For all the frustration that can come with the road, something else becomes clear over time. Most people are trying to help.
They do not know where we are going. They do not know the circumstances or the urgency behind the call. All they see is an ambulance approaching, and instinct tells them to make space. Sometimes they do it perfectly — a slight adjustment, an early signal, a steady movement to the side. The road opens just enough, and we pass through smoothly. No words exchanged, no acknowledgement given, but for that brief moment, there is cooperation between strangers working toward the same outcome.
Occasionally, there is a small gesture afterwards. A raised hand from a driver as you pass. A nod through a windscreen. A flash of headlights from somebody who pulled in tight against a hedgerow to let you through on a country road. You do not always have a free hand to acknowledge it back, and they probably do not expect you to. But it registers. It matters. Somewhere on the other side of that gesture is a person who chose to do the right thing for someone they will never meet, on behalf of someone else they will never meet either. That is a quietly remarkable thing, and it happens dozens of times on a single shift without anyone marking it.

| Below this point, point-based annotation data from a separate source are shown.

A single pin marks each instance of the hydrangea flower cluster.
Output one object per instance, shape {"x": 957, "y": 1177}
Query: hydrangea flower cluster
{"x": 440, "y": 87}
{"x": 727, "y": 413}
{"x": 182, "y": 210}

Emergency response is often imagined as something carried out solely by those inside the vehicle. In reality, it is shared. Every driver who checks their mirrors, keeps their movements predictable, and creates space when they can, and every pedestrian who looks both ways when crossing the road and waits before crossing becomes part of that response. They help us reach someone faster, and just as importantly, they help us get there safely. The patient will never know their names at the end of the call. Neither will we. But they were part of how we got there.
Before any patient is seen, before any intervention begins, the journey has already demanded judgement, patience, and constant awareness. It is a part of the job rarely considered, yet it shapes every response.
Between the station and the patient lies a moving landscape of decisions, reactions, and intentions. Sometimes it slows us down. Sometimes it creates risk. But often, in small and almost unnoticed ways, it gives us exactly what we need.
A gap opens — the traffic shifts.
And for a moment, the road lets us through.